We're heading for the tiny island of Mozia. Along with salt, this lagoon provided a safe haven for ancient mariners. In fact, 800 years before Christ, Carthaginians settled here. Today, this island is strewn with the scant but evocative ruins of a once-powerful trading outpost.
Rick: Why is Mozia so historic?
Alfio: Mozia was the base of the Carthaginians in western Sicily. They came in the eighth century BC and they had many trading posts around the Mediterranean, and Sicily sits in the middle. Sicily is the stepping stone.
Rick: Perfect place to establish a trade center.
Rick: Now, the Carthaginians came about 800 years before Christ. How long did they stay here?
Alfio: They stayed for 400 years, and eventually were destroyed by the Greeks.
Rick: We don't know very much about Carthage — why? Because they lost all the wars?
Alfio: They lost the important wars. We often say, "The winners write history." In this case, if you lose a war, you lose your right to say your side of the story.
Nearby, the town of Trapani, with its fortified promontory, marks the westernmost point of Sicily. Its port is a shipping and transportation hub. The old town is a salty, pedestrian-friendly delight with plenty of handy accommodations and fun places to eat. Trapani offers a chance to get to know a workaday Sicilian town with a charming historic quarter.
The town's main streets, lined with elegant facades, provide a showcase for today's urban scene. In the evening, locals enjoy a lazy passeggiata, which culminates with a sunset on the ramparts.
A gondola carries us above Trapani, to the mountaintop fortress town of Erice.
This stony town was protected by an imposing fortress, recalling a time when its strategic location was worth the climb. The stout medieval gate leads into a remarkably preserved old town. While a touristy shell today, the town is fun to explore.
The church [Chiesa Madre], like everything else here, is a stony gray. But, as we step inside, a late-19th-century interior dazzles visitors with the over-the-top frilliness so typical of Neo-Gothic architecture.
The main street leads to a humble main square
And hiding deep in Erice is the venerable pastry shop of Signora Grammatico. Her display case tempts all who enter with its vast array of Sicilian sweets, including, of course, enticing cannoli and colorfully painted marzipan treats.
But hold on. Let's not ruin our appetite. Signora Grammatico has prepared a banquet designed so we can enjoy an unforgettable education in Sicilian cuisine.
Rick: Indimenticabile. Mille grazie, Signora Grammatico. [Unforgettable. Thank you very much.]
Signora Grammatico: Prego. [You're welcome.]
Rick: And, complimenti. [My compliments.]
Signora Grammatico: Grazie.
Rick: So beautiful. Alfio, what are we eating here? Just gimme a quick tour.

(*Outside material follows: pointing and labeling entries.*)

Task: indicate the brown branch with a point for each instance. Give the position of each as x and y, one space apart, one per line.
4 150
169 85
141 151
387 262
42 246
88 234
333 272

Alfio: The most beautiful things we have in Sicily. Bruschetta —
Alfio: …with tomatoes and the good olive oil that we grow in Sicily; rice balls — arancini, filled with meat, deep-fried, a specialty from Palermo; tabbouleh — a reminder of the Arabs that once were here; pomodoro secchi — sun-dried tomatoes, a local specialty. Plenty of sun in Trapani. Stuffed red peppers —
Rick: Ooh, this looks good.
Alfio: …with breadcrumbs, pine nuts, and Pecorino and Parmesan cheese; local tuna, fished in the islands out here. This is one of my favorites — caponata, diced and fried eggplant; in Trapani only they put toasted almonds on it. Caprese salad — red, white, and green, the colors of the flag — a reminder we're Italians.
Rick: This is Sicily, and you even remember.
Alfio: Even in Sicily. Sometimes we forget.
Rick: Sono molto felice. [I'm very happy.]
Signora Grammatico: Grazie. Manco a tutto dire: Mangia, mangia. [Not that I need to tell you: eat, eat.]
Enjoying this feast with Alfio is a great way to celebrate all we've experienced in Sicily. And there's so much more — with its Greek temples, boisterous markets, Roman mosaics, and glorious churches, all capped by an active volcano — Sicily richly rewards those who venture this far south.